Editor’s Note: Nasim Fekrat started the Afghan Lord blog in 2004 in Afghanistan, where he grew up. He is now a student at Dickinson College in the U.S. state of Pennsylvania. The opinions expressed in this guest blog are solely those of Nasim Fekrat.
This year, the Nowruz festival holds even more significance and importance in the lives of Afghans since the United Nation’s General Assembly recognized March 21 as International Day of Nowruz.
Nowruz, banned under Taliban rule, begins on the day of the vernal equinox (the first day of spring) and marks the beginning of the new year. Every year, three days before Nowruz, tens of thousands of people travel to the northern Afghanistan city of Mazar-e Sharif to watch the elaborate ceremony.
Nowruz is celebrated for two weeks throughout Afghanistan. People wear new clothes, refurbish their house, paint the buildings and henna their hands. Young girls go with their mothers to holy shrines and pray to have a good future, a good life and a good husband and be fortunate while the boys have an eye on their parents to decide who is fair and suitable for him.
One of most famous of Nowruz traditions among Afghans is to forget and forgive mistakes of one another and start the New Year with new hopes and new goals. During the first three days of the year, families and relatives meet and visit each other’s houses. These are parts of Afghan traditions that date back centuries.
Jashni Dehqan, which literally means the festival of farmers, is also celebrated in the first day of year, in which the farmers walk in the cities as a sign of encouragement for the agricultural productions. For the last few years, President Hamid Karzai always participated in the festival of farmers and encouraged the farmers in agricultural productions and environmental green movement. This activity is being performed in Kabul and other major cities, in which the mayor and other high governmental personalities participate.

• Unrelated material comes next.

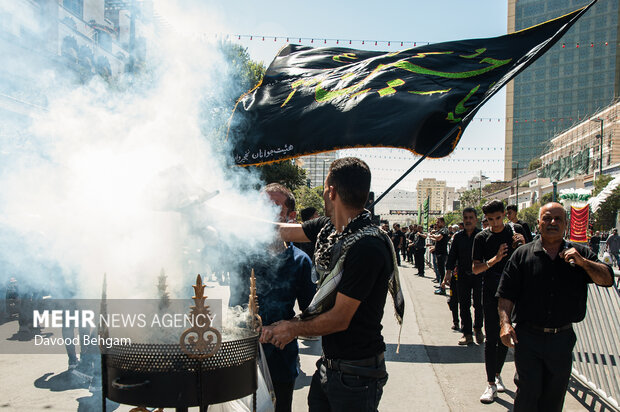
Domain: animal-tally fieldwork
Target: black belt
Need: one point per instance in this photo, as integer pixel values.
(361, 367)
(549, 330)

One of the most significant symbolic traditions of Nowruz in Afghanistan is Haft Mewa, or “Seven Fruits.” (Haft Sin, or seven “S,” is a similar tradition common in Iran.) The “seven fruits” table starts with seven dried fruits: raisins, senjed (the dried fruit of the oleaster tree), pistachios, hazelnuts, prunes (dry fruit of apricot), walnuts and either almond or another species of plum fruit. Haft Mewa is like a fruit salad, served in the fruits’ syrup.
Haft Mewa and Haft Sin’s philosophy is almost the same. The seven items symbolically correspond to seven creations and holy immortals called Amesha Sepanta (meaning “bounteous immortal” in the Avestan language) protecting them. The seven elements of life - namely fire, earth, water, air, plants, animals and human - are represented.
Some Afghans have never forgotten the bitter period of their life during the Taliban regime when they were banned or excluded from the traditions. Celebrating Nowruz always involves music and various entertainments that from the Taliban point of view, were forbidden. Another reason that the Taliban banned Nowruz was that women have a significant role in the Nowruz ceremony. In the time of Taliban, women were not allowed to participate in any ceremonies that music played and dancing was involved.
Traditionally, Afghan women celebrate Nowruz with Samanak: it is made of wheat germ and is a special Afghan female tradition. They cook it from late in the evening until daylight. During this cooking time, the women gather around and sing Nowruzi songs, accompanied with special drums and dancing. No men are allowed to take part in this ceremony.
According to BBC report, the director of the Nowruz festival in Mazar-e Sharif said that this year an estimated 120,000 people throughout the country are traveling to Mazar-e Sharif. The ceremony always taken place in the Shrine of Hazrat Ali, also known as the Blue Mosque.
One part of the Afghan New Year is a speech by President Karzai, outlining the events of the past year and his programs for the new year. After the official speech, the president calls upon the special security guard to start the New Year celebration with three shots of a cannon. Following the three shots, a huge flag is raised from the ground. People watch the movement carefully - if it rises hard and slowly, a bad year is predicted but if the flag is risen gently, the new year is predicted a fortunate and happiness year.
When the day’s ceremony ended, the night’s ceremonies arrive, full of music and concerts. Every year, top singers are invited by the government to travel from Europe and America to northern Afghanistan and sing for the new year celebration. Not only Afghan singers are invited but groups of musicians and singers from Pakistan, India, Iran, Turkey, Tajikistan and Uzbekistan are included to participate and demonstrate their culture alongside Afghan artists. After the official ceremony, people head to a huge field for a game of buzkashi, an ancient traditional sport where riders on horses compete over a goat or calf carcass.
This year, all Afghans are hoping to start a good year with changes and improvement in security issues. Some refer to the Marjah operation as a successful example of fighting against the Taliban insurgency and wish that the Taliban will be wiped out in the southern region. Afghans are excited that from now on, Nowruz will be recognized by the United Nations as it becomes part of the world’s many heritages.